Group Asks for Recall of ‘All-laser LASIK’ Devices

Reprinted with permission from

LASIK Surgery Watch (LSW) says FDA should recall laser keratome devices used for LASIK flap recreation due to its negligence in clearing them without rigorous clinical trials. In a 10/10 letter to CDRH Office of Device Evaluation (ODE) director Donna-Bea Tillman, LSW cites a 10/14/08 letter from CDRH scientists and physicians to Rep. John Dingell (D-MI) on abuse of the 510(k) program by clearing devices that were never evaluated for safety and effectiveness.

LSW also tells Tillman it was “pleased to learn of your personal effort as director of the Office of Device Evaluation at FDA to address ‘integrity’ problems of the beleaguered 510(k) program.”

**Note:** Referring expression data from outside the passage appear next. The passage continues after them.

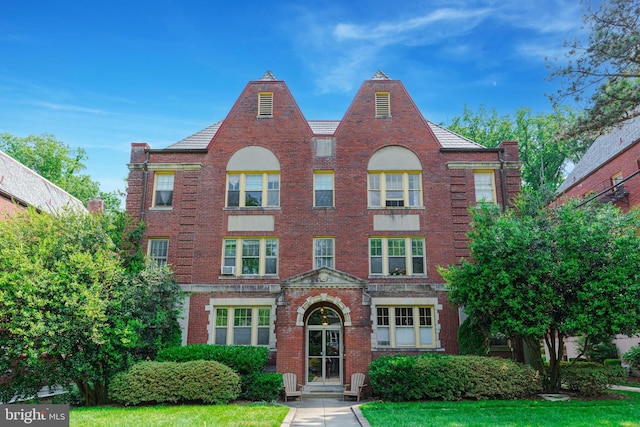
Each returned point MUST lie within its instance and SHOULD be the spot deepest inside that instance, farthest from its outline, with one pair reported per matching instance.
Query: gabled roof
(23, 185)
(603, 149)
(200, 140)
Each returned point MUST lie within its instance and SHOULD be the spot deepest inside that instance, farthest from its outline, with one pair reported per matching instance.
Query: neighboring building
(318, 239)
(609, 172)
(21, 187)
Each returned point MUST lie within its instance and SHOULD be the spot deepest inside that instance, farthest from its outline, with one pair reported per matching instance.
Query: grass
(180, 416)
(500, 413)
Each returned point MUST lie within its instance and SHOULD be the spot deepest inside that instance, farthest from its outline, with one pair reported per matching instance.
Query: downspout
(145, 176)
(503, 183)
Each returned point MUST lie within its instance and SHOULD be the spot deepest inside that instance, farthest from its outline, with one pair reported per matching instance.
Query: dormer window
(265, 104)
(383, 104)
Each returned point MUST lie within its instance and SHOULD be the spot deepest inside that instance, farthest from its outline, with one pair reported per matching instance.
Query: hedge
(203, 381)
(447, 377)
(241, 358)
(589, 378)
(249, 362)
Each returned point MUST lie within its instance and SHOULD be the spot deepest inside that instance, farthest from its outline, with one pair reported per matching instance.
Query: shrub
(587, 378)
(243, 359)
(403, 378)
(262, 386)
(247, 361)
(203, 381)
(633, 357)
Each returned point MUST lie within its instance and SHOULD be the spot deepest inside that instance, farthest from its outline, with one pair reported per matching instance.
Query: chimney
(95, 205)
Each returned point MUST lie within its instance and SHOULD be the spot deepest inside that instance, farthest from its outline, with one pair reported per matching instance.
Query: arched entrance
(324, 347)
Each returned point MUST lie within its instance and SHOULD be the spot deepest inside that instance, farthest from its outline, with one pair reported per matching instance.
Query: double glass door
(324, 348)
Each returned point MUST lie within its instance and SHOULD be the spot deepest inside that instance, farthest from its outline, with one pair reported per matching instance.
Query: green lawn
(501, 413)
(180, 416)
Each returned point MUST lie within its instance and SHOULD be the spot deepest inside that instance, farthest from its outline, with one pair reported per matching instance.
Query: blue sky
(102, 74)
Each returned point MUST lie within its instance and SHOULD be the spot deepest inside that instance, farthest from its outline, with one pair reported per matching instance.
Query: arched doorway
(324, 347)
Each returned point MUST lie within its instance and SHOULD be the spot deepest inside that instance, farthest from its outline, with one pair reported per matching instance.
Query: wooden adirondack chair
(355, 388)
(289, 381)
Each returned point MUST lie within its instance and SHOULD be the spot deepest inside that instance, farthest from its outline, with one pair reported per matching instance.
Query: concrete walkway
(324, 412)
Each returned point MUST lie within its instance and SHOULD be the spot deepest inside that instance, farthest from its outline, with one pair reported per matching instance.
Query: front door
(324, 347)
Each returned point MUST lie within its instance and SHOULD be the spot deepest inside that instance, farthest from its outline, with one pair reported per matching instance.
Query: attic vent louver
(268, 76)
(383, 104)
(265, 104)
(380, 76)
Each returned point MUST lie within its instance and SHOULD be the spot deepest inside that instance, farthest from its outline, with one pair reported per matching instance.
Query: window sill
(251, 208)
(395, 208)
(249, 277)
(398, 276)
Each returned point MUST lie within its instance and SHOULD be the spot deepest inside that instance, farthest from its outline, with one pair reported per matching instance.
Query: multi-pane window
(395, 189)
(324, 252)
(250, 256)
(323, 189)
(402, 326)
(396, 256)
(163, 194)
(265, 104)
(158, 250)
(253, 189)
(383, 104)
(242, 325)
(485, 186)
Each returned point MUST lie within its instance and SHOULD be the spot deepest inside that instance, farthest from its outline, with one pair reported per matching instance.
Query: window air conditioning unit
(228, 269)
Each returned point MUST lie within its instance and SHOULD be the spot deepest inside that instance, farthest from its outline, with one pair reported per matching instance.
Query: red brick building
(318, 239)
(609, 172)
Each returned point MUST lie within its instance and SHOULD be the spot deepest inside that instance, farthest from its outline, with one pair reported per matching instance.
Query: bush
(243, 359)
(633, 357)
(203, 381)
(247, 361)
(404, 378)
(588, 378)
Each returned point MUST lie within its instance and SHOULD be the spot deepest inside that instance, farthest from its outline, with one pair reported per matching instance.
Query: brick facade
(199, 219)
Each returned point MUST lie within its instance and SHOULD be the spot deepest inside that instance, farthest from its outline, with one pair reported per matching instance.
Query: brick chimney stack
(95, 205)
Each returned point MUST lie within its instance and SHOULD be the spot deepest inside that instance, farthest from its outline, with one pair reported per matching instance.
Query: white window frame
(418, 329)
(233, 254)
(412, 246)
(324, 249)
(269, 186)
(320, 184)
(160, 258)
(379, 185)
(163, 181)
(228, 325)
(485, 186)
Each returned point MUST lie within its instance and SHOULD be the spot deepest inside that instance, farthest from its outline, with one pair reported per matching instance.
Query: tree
(543, 158)
(544, 273)
(57, 162)
(71, 310)
(604, 70)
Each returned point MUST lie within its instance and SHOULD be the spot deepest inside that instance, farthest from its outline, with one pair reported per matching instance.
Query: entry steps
(324, 391)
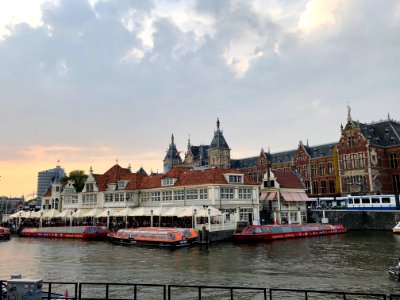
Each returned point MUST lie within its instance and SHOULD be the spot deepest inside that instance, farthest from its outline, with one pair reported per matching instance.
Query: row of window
(321, 187)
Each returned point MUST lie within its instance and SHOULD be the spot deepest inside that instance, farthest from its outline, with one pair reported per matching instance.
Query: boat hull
(5, 233)
(274, 232)
(74, 232)
(153, 236)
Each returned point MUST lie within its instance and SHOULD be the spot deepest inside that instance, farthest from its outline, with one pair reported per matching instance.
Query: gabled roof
(48, 192)
(190, 177)
(288, 180)
(383, 133)
(218, 140)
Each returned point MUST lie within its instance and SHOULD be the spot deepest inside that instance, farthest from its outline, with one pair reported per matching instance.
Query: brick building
(365, 160)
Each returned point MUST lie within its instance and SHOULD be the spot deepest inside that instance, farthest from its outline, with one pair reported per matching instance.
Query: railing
(125, 291)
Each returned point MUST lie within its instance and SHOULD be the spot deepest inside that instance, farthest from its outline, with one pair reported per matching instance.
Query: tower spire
(348, 112)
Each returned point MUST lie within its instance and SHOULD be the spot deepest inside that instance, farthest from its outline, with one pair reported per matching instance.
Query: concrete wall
(357, 220)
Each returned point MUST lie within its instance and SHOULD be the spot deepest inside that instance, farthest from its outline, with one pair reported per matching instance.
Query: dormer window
(234, 178)
(168, 181)
(122, 184)
(89, 187)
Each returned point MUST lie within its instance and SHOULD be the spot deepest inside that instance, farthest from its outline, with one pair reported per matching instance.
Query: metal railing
(133, 291)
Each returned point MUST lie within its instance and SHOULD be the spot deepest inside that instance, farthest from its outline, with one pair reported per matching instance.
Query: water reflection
(354, 261)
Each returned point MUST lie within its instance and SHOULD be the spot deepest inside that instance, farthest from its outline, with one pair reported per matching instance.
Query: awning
(65, 213)
(272, 196)
(126, 212)
(80, 213)
(51, 213)
(108, 212)
(294, 196)
(94, 212)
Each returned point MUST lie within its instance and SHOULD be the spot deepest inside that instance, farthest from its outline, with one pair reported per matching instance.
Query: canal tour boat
(396, 229)
(170, 237)
(78, 232)
(5, 233)
(271, 232)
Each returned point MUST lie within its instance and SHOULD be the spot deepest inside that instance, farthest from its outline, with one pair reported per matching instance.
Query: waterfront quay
(353, 262)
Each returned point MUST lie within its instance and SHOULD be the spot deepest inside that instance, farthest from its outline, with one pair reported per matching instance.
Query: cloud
(122, 75)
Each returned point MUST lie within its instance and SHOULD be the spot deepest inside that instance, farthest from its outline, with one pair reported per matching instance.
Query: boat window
(258, 230)
(276, 230)
(266, 229)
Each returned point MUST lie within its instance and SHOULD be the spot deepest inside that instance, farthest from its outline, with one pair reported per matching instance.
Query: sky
(90, 83)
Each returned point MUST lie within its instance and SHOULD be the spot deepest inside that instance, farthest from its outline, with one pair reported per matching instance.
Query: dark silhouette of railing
(110, 291)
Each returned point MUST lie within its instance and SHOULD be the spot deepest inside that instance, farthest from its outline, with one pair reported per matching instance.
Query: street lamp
(70, 219)
(209, 218)
(194, 218)
(41, 219)
(205, 212)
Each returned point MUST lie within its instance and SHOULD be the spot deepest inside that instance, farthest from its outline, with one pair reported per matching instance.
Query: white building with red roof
(215, 194)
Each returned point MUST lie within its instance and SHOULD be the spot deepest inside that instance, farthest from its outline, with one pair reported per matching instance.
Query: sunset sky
(89, 82)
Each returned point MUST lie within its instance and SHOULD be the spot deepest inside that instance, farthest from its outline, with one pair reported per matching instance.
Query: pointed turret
(219, 152)
(172, 157)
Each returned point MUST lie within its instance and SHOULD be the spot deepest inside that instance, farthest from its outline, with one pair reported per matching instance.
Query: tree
(79, 177)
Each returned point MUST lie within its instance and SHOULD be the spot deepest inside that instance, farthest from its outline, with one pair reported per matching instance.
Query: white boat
(396, 229)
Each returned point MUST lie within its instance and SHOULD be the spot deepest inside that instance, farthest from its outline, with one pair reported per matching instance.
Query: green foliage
(79, 177)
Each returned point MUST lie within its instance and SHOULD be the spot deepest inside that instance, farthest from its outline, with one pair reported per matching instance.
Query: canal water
(356, 261)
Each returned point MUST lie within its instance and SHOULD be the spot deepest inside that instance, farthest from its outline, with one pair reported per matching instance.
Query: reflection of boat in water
(172, 237)
(80, 232)
(189, 234)
(271, 232)
(396, 229)
(5, 233)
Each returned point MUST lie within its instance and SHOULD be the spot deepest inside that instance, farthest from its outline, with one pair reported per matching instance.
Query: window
(315, 187)
(179, 195)
(166, 196)
(119, 197)
(122, 184)
(322, 169)
(313, 171)
(323, 187)
(89, 187)
(203, 194)
(330, 169)
(192, 195)
(375, 200)
(351, 141)
(271, 183)
(393, 160)
(332, 186)
(396, 182)
(146, 197)
(155, 196)
(235, 179)
(245, 193)
(226, 193)
(167, 181)
(108, 197)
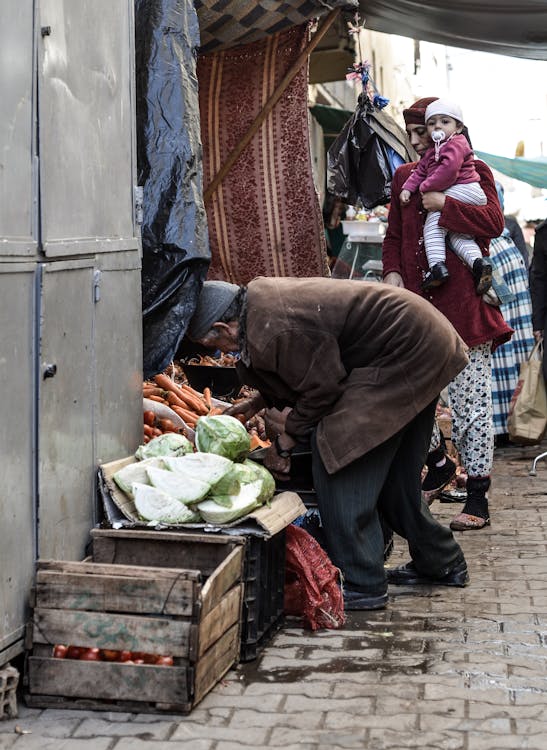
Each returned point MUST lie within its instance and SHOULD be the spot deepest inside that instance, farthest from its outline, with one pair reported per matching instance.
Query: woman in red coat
(481, 326)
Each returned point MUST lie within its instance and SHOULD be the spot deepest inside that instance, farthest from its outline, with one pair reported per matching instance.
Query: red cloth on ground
(312, 588)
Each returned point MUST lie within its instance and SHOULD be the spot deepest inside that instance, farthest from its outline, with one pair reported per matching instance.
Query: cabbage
(154, 505)
(136, 472)
(241, 504)
(208, 467)
(169, 444)
(183, 488)
(223, 435)
(262, 473)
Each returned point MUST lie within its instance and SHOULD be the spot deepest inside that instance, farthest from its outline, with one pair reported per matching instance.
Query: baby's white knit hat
(444, 107)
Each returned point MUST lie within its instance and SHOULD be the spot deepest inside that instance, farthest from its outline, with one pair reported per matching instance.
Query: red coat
(403, 251)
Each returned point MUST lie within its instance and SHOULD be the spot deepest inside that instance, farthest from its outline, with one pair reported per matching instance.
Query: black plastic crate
(264, 578)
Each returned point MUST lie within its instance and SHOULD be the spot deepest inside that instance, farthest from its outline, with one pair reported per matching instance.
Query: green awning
(532, 171)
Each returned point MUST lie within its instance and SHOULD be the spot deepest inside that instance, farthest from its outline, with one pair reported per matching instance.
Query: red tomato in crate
(109, 654)
(91, 654)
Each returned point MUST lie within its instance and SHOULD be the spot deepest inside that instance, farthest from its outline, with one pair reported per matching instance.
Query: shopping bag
(527, 418)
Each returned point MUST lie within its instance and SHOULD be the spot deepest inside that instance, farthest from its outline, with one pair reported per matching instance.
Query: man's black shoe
(439, 476)
(436, 276)
(407, 575)
(355, 600)
(482, 274)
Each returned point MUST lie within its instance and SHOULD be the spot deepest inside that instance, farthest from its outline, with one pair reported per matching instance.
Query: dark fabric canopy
(505, 27)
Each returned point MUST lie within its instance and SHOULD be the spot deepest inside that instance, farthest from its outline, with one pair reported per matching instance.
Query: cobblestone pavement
(440, 668)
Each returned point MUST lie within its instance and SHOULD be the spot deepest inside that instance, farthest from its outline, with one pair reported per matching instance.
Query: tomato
(109, 654)
(149, 418)
(91, 654)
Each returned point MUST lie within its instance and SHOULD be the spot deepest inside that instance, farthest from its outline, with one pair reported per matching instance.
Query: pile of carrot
(184, 400)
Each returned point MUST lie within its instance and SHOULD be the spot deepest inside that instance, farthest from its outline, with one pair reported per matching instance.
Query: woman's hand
(433, 201)
(394, 279)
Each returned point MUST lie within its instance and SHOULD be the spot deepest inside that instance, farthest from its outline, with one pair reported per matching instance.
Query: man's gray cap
(215, 298)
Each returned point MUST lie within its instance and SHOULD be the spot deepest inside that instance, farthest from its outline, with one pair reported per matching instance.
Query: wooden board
(171, 549)
(154, 635)
(71, 678)
(110, 592)
(214, 664)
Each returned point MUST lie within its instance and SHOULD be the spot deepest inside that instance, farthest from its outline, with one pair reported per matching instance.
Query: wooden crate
(190, 611)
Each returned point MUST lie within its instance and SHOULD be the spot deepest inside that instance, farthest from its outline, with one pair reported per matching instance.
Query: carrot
(167, 425)
(158, 399)
(257, 442)
(189, 417)
(149, 418)
(207, 397)
(153, 391)
(174, 400)
(194, 399)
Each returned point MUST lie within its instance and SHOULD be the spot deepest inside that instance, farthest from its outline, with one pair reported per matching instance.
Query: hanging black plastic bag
(361, 161)
(175, 245)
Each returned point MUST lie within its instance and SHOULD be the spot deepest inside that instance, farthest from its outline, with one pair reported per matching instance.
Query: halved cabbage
(183, 488)
(208, 467)
(154, 505)
(241, 504)
(223, 435)
(168, 444)
(135, 472)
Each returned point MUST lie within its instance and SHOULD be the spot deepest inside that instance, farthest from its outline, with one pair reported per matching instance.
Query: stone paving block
(216, 700)
(88, 728)
(38, 742)
(302, 703)
(388, 689)
(492, 725)
(356, 721)
(133, 743)
(42, 724)
(392, 740)
(191, 732)
(388, 706)
(301, 720)
(316, 689)
(492, 696)
(283, 736)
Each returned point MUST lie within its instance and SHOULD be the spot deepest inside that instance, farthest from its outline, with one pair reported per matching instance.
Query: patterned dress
(508, 261)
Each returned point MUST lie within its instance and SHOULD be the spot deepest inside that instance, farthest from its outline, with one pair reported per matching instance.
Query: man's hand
(433, 201)
(279, 466)
(394, 279)
(247, 408)
(274, 421)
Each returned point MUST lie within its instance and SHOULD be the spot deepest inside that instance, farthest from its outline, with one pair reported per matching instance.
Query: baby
(448, 166)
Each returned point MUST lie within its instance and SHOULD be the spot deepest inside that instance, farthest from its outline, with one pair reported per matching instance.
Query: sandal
(467, 522)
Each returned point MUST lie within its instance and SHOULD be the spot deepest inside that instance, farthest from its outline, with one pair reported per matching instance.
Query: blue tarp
(532, 171)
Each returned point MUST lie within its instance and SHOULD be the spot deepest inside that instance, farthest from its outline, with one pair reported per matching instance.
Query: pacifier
(438, 135)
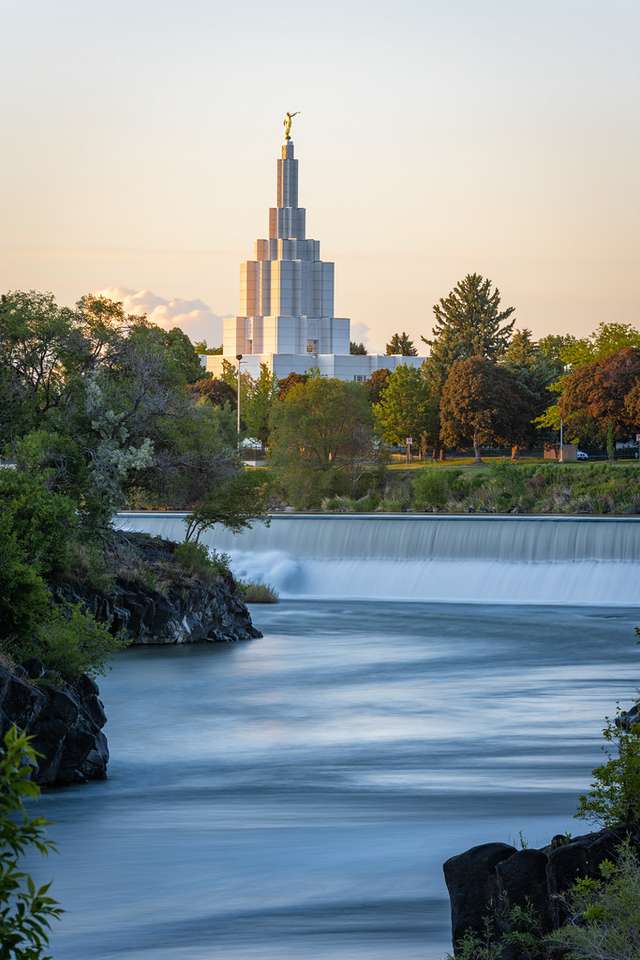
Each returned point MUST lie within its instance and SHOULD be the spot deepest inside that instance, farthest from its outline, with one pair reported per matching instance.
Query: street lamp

It asks that ODE review the appropriateness of the 510(k) approval process for femtosecond ophthalmic laser keratomes, which have been cleared as substantially equivalent to predicate IntraLase lasers that were approved as substantially equivalent to a metal blade keratome and an obsolete dissimilar ophthalmic laser.

“While the intended use of both blade and laser keratomes is to create a flap in the cornea, technological characteristics of these two devices are not similar as required under 510(k) guidelines,” the letter says.

LSW says that an obvious omission in the marketing of all-laser LASIK is the new technology’s “spectrum of new complications” that were never encountered with blade keratomes. The group says that peer-reviewed literature of IntraLase LASIKĀ reveals numerous reports of complications unique to laser keratomes, as well as flap complications similar to those associated with metal blade keratomes. And it says that FDA’s MedWatch shows complications associated with laser keratomes, including some that are unique to the device. But LSW claims that the true incidence of IntraLase complications isn’t known due to the widespread failure of LASIK surgeons to file adverse event reports and the ignorance of affected consumers that they can file their own reports.